On Monday, at approximately 11:48 PM, NNPCL took to its official social media account to assure the public that it has no intentions of raising the pump price of petrol. The national oil corporation, which serves as a prominent importer of petrol in Nigeria, expressed its commitment to maintaining affordable prices for its valued customers.
“We wish to inform our esteemed customers that, contrary to widespread speculations, NNPCL Retail has no plans to increase the pump prices of PMS. We deeply value your patronage and encourage you to continue enjoying our high-quality products at the most reasonable rates available at NNPCL Retail stations nationwide,” the statement read.
NNPCL Retail is a subsidiary of NNPCL specializing in the retail distribution of refined petroleum products.
This statement follows a warning issued by oil marketers on Sunday, who indicated that petrol prices could rise significantly in the coming weeks, reaching a range of N680 to N720 per litre.

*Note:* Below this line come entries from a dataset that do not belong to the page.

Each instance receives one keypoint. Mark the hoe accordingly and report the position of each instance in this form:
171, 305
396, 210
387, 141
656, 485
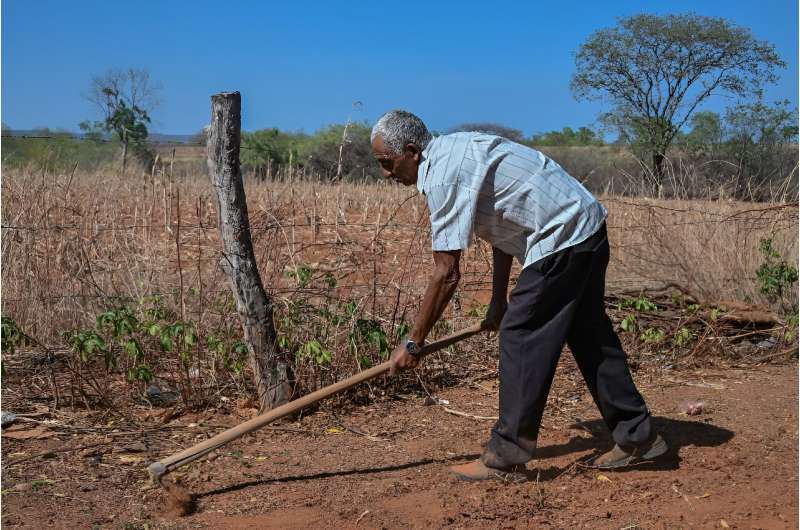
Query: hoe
183, 502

The projected increase was attributed to the fluctuating exchange rate of the Nigerian Naira to the US Dollar, with the dollar trading between N910 and N950 on the parallel market.
Oil marketers also revealed that the scarcity of foreign exchange was hindering their ability to import petrol, causing delays and uncertainty in the market. They highlighted the challenges of securing foreign exchange through the Central Bank of Nigeria’s Importers and Exporters’ official window, which offered a lower exchange rate of around $740 per litre but lacked liquidity to facilitate the required importation of PMS.
The ongoing negotiations between stakeholders in the petroleum industry have also caught the attention of the Nigeria Labour Congress (NLC). The NLC issued a stern warning on Monday that it would initiate a nationwide strike without formal notice if marketers proceeded to increase the pump price of petrol before concluding ongoing negotiations. NLC President Joe Ajaero further urged the Federal Government to address the devaluation of the naira, emphasizing its impact on the economy.
This latest development comes in the aftermath of the fuel subsidy removal in May, which triggered organized labor’s attempt to strike due to soaring prices of goods and services. However, the Federal Government obtained an injunction from the National Industrial Court, preventing the labor movement from engaging in the strike action.